# TF IDF Lab

### Introduction

In this lesson, build up both the bag of words and the term frequency inverse document frequencies from scratch in Python.  Let's get started.

### Loading the Data

In [5]:
import pandas as pd

In [6]:
url = "https://raw.githubusercontent.com/jigsawlabs-student/nlp-text-representation/master/coconut_water.csv"
coconut_df = pd.read_csv(url, index_col = 0)

In [7]:
coconut_df[:2]

Unnamed: 0,Id,ProductId,UserId,ProfileName,HelpfulnessNumerator,HelpfulnessDenominator,Score,Time,Summary,Text
47836,47837,B004SRH2B6,AKACGHPVILE9R,"Sophronia ""Euphemia""",1,1,1,1314144000,Switched to O.N.E.,Must admit the taste of O.N.E. coconut water i...
47837,47838,B004SRH2B6,A2GO0AIHB846UX,vinny,1,1,5,1313884800,WOW!!,I love this stuff! Perfect blend of dark choc...
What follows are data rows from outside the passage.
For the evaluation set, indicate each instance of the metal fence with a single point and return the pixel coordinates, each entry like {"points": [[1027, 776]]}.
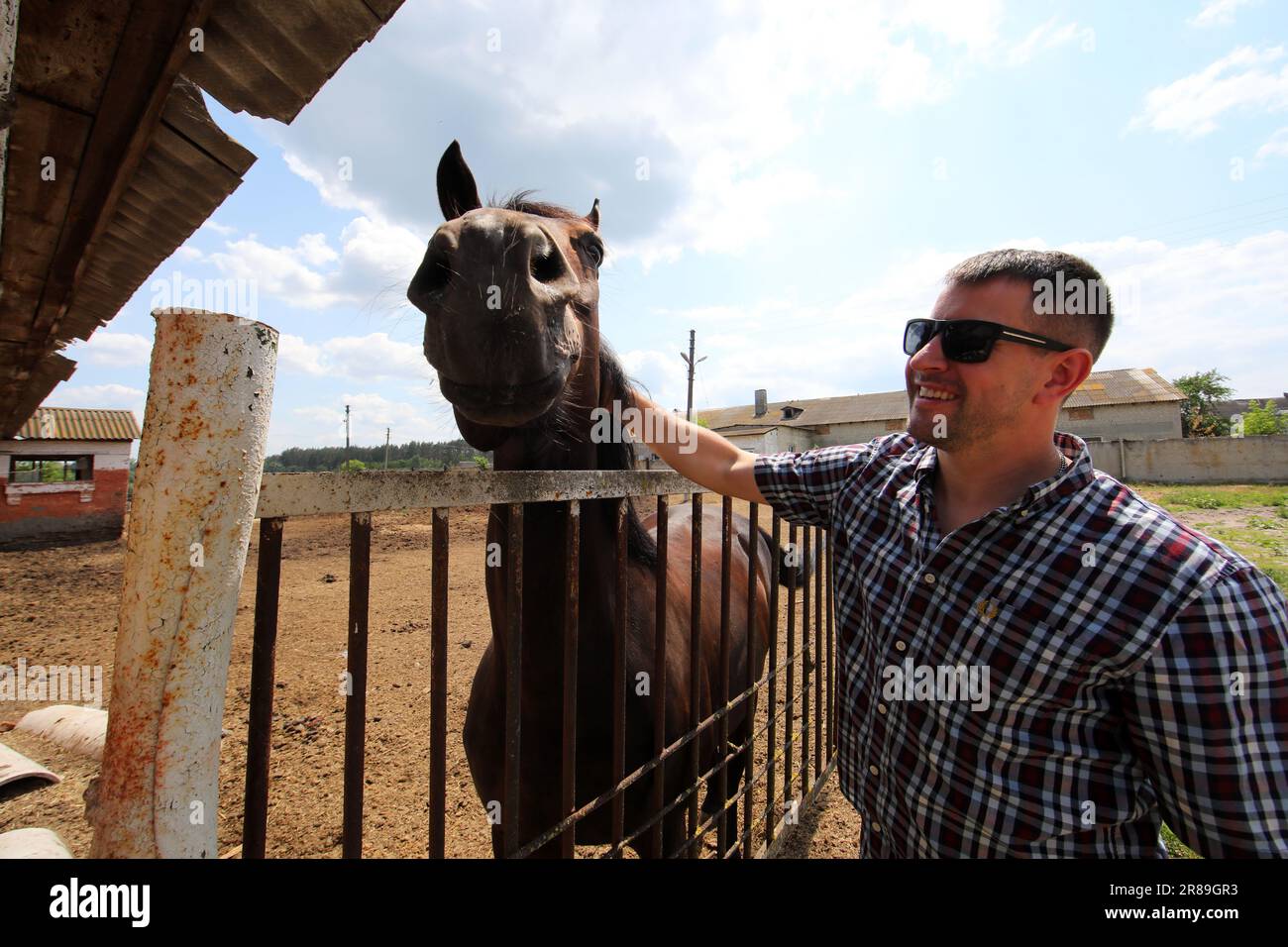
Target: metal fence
{"points": [[799, 736]]}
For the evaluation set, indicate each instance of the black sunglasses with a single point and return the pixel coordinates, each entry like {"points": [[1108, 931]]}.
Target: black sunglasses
{"points": [[970, 341]]}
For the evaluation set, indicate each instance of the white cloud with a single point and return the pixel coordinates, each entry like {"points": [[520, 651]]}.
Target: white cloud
{"points": [[222, 230], [572, 95], [114, 350], [1179, 309], [1046, 37], [374, 261], [1276, 146], [1216, 13], [107, 395], [372, 357], [1245, 78]]}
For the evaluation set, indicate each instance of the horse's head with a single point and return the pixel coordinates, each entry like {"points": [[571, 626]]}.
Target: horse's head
{"points": [[510, 296]]}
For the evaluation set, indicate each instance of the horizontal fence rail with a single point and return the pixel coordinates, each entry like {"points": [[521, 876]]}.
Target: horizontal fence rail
{"points": [[772, 792], [304, 495]]}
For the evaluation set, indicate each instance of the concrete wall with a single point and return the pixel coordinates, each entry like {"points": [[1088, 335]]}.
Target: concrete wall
{"points": [[1196, 460], [59, 513]]}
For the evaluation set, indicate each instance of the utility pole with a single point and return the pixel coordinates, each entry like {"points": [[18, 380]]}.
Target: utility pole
{"points": [[688, 360]]}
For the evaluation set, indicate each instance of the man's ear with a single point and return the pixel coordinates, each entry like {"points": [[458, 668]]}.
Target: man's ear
{"points": [[1068, 371], [456, 188]]}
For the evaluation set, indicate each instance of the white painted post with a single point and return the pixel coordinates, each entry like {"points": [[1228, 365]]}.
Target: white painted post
{"points": [[196, 488]]}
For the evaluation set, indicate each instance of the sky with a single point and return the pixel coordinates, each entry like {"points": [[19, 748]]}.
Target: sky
{"points": [[790, 180]]}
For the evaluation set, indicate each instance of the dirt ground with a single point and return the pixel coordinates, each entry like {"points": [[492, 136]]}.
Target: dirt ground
{"points": [[59, 607]]}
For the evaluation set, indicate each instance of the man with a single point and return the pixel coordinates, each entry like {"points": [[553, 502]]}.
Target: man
{"points": [[1132, 671]]}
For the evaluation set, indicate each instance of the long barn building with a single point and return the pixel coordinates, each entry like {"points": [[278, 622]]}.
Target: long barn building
{"points": [[1128, 403], [65, 476]]}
Looking at the first couple of reviews, notice that we collected both text and a score for each review.  The score is the Amazon rating.
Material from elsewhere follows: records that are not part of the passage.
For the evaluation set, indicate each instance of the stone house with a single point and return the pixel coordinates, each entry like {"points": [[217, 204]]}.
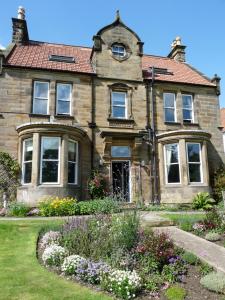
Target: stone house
{"points": [[149, 123]]}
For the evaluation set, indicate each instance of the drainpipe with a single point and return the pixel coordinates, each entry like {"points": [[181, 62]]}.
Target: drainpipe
{"points": [[92, 124]]}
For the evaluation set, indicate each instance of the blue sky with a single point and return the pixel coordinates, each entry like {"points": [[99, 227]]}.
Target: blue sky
{"points": [[200, 23]]}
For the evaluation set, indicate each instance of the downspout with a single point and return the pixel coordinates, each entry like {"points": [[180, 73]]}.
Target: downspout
{"points": [[155, 197], [92, 124]]}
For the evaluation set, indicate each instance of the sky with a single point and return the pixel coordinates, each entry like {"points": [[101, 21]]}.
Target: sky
{"points": [[200, 24]]}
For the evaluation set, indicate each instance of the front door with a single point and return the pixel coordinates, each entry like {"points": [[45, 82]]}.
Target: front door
{"points": [[121, 179]]}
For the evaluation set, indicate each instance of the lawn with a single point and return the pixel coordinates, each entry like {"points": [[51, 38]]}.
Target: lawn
{"points": [[21, 275]]}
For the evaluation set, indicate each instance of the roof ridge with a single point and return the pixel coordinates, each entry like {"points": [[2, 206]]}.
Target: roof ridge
{"points": [[59, 44]]}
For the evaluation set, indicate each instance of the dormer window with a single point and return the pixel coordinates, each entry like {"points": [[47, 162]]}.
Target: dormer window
{"points": [[118, 50]]}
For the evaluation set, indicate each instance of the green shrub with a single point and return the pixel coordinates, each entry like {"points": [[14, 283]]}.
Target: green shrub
{"points": [[214, 282], [190, 258], [55, 206], [203, 201], [219, 184], [18, 209], [175, 293], [212, 236], [205, 269]]}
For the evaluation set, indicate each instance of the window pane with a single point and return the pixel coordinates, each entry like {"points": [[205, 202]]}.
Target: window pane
{"points": [[72, 149], [63, 107], [50, 148], [118, 112], [28, 151], [118, 98], [187, 114], [173, 173], [120, 151], [193, 152], [171, 154], [63, 91], [40, 106], [169, 115], [27, 172], [169, 100], [41, 90], [187, 101], [71, 172], [50, 171], [194, 173]]}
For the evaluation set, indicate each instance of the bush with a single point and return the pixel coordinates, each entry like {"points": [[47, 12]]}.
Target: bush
{"points": [[212, 236], [124, 284], [214, 282], [203, 201], [18, 209], [55, 206], [219, 184], [190, 258], [175, 293], [54, 255], [49, 238]]}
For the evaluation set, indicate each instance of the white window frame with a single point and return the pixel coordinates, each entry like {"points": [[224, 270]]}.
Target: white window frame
{"points": [[195, 163], [27, 161], [170, 107], [191, 109], [63, 100], [41, 160], [166, 164], [38, 98], [76, 163], [118, 52], [125, 104]]}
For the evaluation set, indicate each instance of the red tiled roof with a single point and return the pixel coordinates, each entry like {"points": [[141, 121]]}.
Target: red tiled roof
{"points": [[36, 55], [222, 115]]}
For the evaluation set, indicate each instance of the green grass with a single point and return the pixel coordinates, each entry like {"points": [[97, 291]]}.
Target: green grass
{"points": [[21, 275]]}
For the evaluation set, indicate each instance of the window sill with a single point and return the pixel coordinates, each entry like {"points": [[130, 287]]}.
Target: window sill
{"points": [[64, 117], [172, 123], [38, 116]]}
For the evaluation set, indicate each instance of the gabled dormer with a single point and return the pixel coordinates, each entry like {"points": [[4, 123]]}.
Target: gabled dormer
{"points": [[117, 52]]}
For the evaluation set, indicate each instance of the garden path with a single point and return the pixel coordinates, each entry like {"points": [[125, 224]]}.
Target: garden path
{"points": [[207, 251]]}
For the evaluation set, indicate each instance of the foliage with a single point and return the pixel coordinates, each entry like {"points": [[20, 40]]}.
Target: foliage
{"points": [[53, 255], [214, 282], [175, 293], [55, 206], [219, 184], [212, 236], [71, 264], [205, 269], [19, 266], [124, 284], [49, 238], [203, 201], [190, 258], [97, 185], [115, 234], [175, 270], [18, 209]]}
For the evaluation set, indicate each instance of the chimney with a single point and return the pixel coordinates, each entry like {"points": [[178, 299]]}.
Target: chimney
{"points": [[20, 32], [177, 52]]}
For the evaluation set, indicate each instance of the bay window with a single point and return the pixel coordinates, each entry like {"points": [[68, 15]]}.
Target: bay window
{"points": [[169, 107], [187, 102], [72, 162], [50, 154], [119, 105], [194, 162], [172, 165], [40, 97], [63, 95], [27, 161]]}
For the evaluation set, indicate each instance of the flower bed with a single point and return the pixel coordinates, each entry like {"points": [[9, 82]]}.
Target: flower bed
{"points": [[114, 253]]}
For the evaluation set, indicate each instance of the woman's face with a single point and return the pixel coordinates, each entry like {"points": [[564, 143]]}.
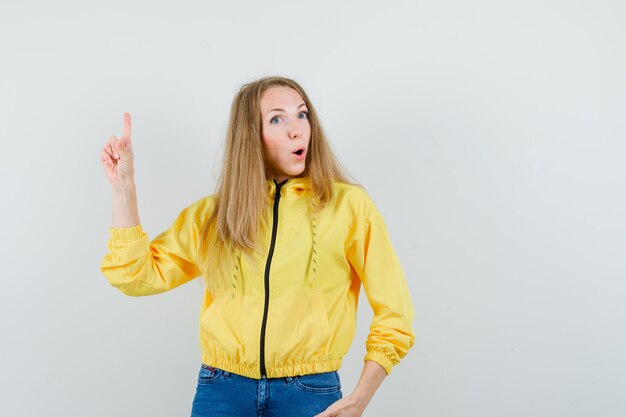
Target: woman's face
{"points": [[285, 130]]}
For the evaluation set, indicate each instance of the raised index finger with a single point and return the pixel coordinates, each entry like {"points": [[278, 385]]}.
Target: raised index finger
{"points": [[126, 132]]}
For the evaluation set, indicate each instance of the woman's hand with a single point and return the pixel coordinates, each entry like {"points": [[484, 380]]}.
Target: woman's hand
{"points": [[117, 156], [348, 406]]}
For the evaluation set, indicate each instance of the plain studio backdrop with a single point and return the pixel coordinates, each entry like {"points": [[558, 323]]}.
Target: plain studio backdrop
{"points": [[490, 134]]}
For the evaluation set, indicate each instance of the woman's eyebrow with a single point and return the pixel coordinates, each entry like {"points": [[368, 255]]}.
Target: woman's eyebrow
{"points": [[303, 104]]}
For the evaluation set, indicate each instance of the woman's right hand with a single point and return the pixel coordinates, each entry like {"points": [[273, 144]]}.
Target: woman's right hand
{"points": [[117, 156]]}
### Bag of Words to Term Frequency

Let's start with writing a function that performs bag of words, and then we'll move to term frequency.  To get started, let's assign the `text` column to a variable called `documents`.

In [8]:
documents = coconut_df.Text

Now bag of words is essentially a histogram.  In the `bag_of_words` method below, create a dictionary that consists of each word in a document, followed by the number of times that word appears.

> Take a look at the solution below to see the correct output.

In [9]:
def bag_of_words(document):
    terms = [term.lower() for term in document.split()]
    dictionary = dict.fromkeys(terms, 0)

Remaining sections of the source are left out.